Schritte zu mehr Nachhaltigkeit
Integrierte Planungsansätze verbinden den Standort so mit einem klimatisch sinnvollen Entwurf. Für das Haus selbst müssen dabei passive und aktive Strategien für Wärme, Kälte, Luft, Licht und Strom zusammenspielen – angepasst an die jeweilige individuelle Bauaufgabe. Passive Strategien minimieren den Energiebedarf des Gebäudes, beispielsweise indem die Wärme innerhalb des Hauses gehalten oder der Strom effizient genutzt wird. Der so reduzierte Energiebedarf sollte anschließend über aktive Maßnahmen wie eine möglichst effiziente und regenerative Wärme- und Stromerzeugung vor Ort gedeckt werden.

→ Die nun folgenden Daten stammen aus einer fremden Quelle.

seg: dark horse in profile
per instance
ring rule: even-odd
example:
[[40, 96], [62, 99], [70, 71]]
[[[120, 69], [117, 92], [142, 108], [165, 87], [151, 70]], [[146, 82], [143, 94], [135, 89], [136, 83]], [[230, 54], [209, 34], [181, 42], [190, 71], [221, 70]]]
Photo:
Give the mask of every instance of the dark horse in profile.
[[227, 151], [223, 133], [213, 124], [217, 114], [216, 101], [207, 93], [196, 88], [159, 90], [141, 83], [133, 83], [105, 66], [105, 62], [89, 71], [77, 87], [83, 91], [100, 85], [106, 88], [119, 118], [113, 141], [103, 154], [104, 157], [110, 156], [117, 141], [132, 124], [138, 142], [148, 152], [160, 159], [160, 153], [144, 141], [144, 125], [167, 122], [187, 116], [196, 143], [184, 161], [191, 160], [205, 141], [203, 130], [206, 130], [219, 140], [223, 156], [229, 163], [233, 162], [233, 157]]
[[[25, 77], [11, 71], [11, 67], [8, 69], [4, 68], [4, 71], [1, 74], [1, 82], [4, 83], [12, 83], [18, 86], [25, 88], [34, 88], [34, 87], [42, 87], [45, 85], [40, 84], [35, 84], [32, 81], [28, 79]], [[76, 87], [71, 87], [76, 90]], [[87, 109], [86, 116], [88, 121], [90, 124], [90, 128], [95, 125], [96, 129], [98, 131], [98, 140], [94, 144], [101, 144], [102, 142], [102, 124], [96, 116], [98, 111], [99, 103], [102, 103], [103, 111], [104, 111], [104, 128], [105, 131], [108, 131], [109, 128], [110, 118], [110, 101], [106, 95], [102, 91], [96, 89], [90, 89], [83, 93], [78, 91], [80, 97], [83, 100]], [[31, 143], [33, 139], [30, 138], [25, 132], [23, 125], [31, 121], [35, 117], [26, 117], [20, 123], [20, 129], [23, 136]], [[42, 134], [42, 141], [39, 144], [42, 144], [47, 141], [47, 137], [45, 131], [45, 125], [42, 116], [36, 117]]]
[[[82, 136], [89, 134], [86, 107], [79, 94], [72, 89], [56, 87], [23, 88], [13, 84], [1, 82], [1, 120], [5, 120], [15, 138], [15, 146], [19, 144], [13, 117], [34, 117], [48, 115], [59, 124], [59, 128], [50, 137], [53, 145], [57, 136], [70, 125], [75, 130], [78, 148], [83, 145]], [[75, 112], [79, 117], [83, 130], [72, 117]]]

Darüber hinaus beeinflusst die Wahl der Baustoffe die ökologischen und bauphysikalischen Qualitäten eines Gebäudes. Ebenso ist auf eine langfristige Nutzbarkeit zu achten, sodass sich in einem Gebäude Umbaumaßnahmen leicht realisieren lassen. In einem modernen Haus müssen Gebäudekonstruktion, Anlagentechnik und Ausstattung optimal aufeinander abgestimmt sein, damit ein adäquater Umgang mit Energie gelingt. Dafür ist ein gutes Zusammenspiel der verschiedenen Gewerke erforderlich, die auf dem aktuellen Stand der Technik arbeiten müssen. Während des Betriebs ist es dann der Nutzer, der die Auswirkungen seines Verhaltens richtig beurteilen können muss. Im Ergebnis entstehen so zukunftsfähige Bauten, die möglichst unabhängig von Energiepreisentwicklungen sind und deren Immobilienwert langfristig erhalten bleibt.
Die Überlegungen zum nachhaltigen Bauen (Bild 3) liefern eine umfassende Sicht auf die Gebäudequalität.
Eine hohe Lebensdauer setzt vorausschauende Planung voraus. Die Gesamtwirtschaftlichkeit sollte dabei auf die Herstellungs-, Betriebs- und Nutzungskosten hin optimiert werden. Dies gilt sowohl für den Neubau als auch die Erhaltung durch Modernisierung oder Sanierung. Hier sind große Einsparpotenziale zu erzielen: Bestandsbauten können bis zu dreimal höhere Kosten für Heizung und Warmwasser als Neubauten verursachen. Nachhaltige Gebäude bedeuten in ihrer Konsequenz Klimaschutz und Betriebskostenersparnis, Arbeitsplätze und Wohnraum für morgen.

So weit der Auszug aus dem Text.